Prophète, c’était aussi le mot utilisé par Poe (que j’avais cité la dernière fois) pour qualifier son corbeau. Mais l’oie, elle, ne construit pas, avec ses cris en -ore, un récit poétique et mélancolique. D’ailleurs ses cris ne sont pas poussés à l’adresse du rêveur : « Une fois les premières oies arrivées, elles criaillent une bruyante invitation à toutes les troupes de migratrices, et en quelques jours le marais en est rempli. [once the first geese are in, they honk a clamorous invitation to each migrating flock, and in a few days the marsh is full of them] » L’oie demeure fondamentalement étrangère, et même s’il les a longtemps observées, Leopold conclut sa rêverie sur le rapport des oies aux plaines de maïs qu’elles choisissent, par l’exclamation suivante : « Comme le monde serait ennuyeux, si nous connaissions tout des oies ! [What a dull world if we knew all about geese!] »
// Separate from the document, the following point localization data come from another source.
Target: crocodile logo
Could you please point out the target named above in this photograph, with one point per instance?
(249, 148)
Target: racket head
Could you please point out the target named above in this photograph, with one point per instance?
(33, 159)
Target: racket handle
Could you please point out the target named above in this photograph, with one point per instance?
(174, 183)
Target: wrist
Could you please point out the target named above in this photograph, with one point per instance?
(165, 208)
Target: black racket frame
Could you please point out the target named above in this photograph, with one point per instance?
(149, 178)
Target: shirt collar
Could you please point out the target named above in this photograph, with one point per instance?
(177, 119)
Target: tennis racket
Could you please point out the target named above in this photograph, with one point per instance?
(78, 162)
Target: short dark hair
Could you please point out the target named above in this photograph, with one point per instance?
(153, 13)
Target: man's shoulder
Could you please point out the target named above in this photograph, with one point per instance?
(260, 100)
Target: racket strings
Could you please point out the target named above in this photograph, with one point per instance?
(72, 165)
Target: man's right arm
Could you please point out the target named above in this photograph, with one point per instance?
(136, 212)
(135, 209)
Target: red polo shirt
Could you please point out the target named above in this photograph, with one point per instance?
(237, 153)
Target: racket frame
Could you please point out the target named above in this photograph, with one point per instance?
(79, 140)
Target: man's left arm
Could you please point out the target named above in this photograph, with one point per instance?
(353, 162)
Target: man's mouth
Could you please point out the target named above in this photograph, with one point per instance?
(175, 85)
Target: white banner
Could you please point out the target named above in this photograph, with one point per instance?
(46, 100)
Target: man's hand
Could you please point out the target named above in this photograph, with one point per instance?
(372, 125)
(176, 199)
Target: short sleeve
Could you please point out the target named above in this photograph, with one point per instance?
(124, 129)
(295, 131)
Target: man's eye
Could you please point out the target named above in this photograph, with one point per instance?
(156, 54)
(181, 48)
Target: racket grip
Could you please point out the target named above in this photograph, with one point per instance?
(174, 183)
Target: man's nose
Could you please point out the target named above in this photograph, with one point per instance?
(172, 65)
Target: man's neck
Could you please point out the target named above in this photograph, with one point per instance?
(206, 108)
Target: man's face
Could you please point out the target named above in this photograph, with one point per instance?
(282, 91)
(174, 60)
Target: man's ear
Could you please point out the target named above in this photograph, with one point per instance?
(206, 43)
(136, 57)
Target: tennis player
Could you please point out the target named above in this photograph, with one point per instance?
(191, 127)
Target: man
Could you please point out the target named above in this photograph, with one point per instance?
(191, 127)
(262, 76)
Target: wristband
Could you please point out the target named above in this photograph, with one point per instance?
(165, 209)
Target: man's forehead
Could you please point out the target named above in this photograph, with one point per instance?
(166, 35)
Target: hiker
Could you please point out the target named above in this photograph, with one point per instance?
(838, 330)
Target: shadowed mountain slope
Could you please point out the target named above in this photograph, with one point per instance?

Observer les oiseaux, en ce sens, ne sert pas à connaître les oiseaux — comme si c’étaient là des objets, répondant à des lois. Cela sert plutôt à repérer ce qui, dans leur comportement, est effectivement de l’ordre de l’objet, et ce qui, étant irréductiblement singulier, ouvre vers quelque chose de plus complexe, qui nous échappe. Inexplicable donc non pas parce que nous n’avons pas fait attention, mais inexplicable parce que ce sont des formes de vies (et des rapports au monde) trop différentes des nôtres. Ce qui me fait penser à cette proposition de Simone Weil dans la Pesanteur et la Grâce : « La raison ne doit exercer sa fonction que pour parvenir aux vrais mystères, aux vrais indémontrables qui sont le réel. L’incompris cache l’incompréhensible, et pour ce motif doit être éliminé. » Il faut connaître pour éliminer la simple ignorance et toucher le véritable inconnaissable. Dans le même ordre d’idées, Leopold se demande un peu plus loin pourquoi les criaillements des oies solitaires sont si déchirants et rapporte que le recours aux mathématiques lui a permis d’affirmer que les oies se déplacent par six, ou par multiples de six. Il en conclut que les troupes d’oies sont des familles, et que les oies solitaires sont des survivantes de la chasse, cherchant en vain un membre de leur famille. « Maintenant je peux, conclut-il, pleurer avec et pour les criailleuses solitaires [Now I am free to grieve with and for the lone honkers]. » La connaissance qui fait des bêtes des objets de savoir n’est qu’un moyen pour les aimer au bon endroit, sans que cette empathie — étant le fruit de notre seule projection basée sur l’ignorance — ne soit qu’une forme de complaisance pour notre propre imagination.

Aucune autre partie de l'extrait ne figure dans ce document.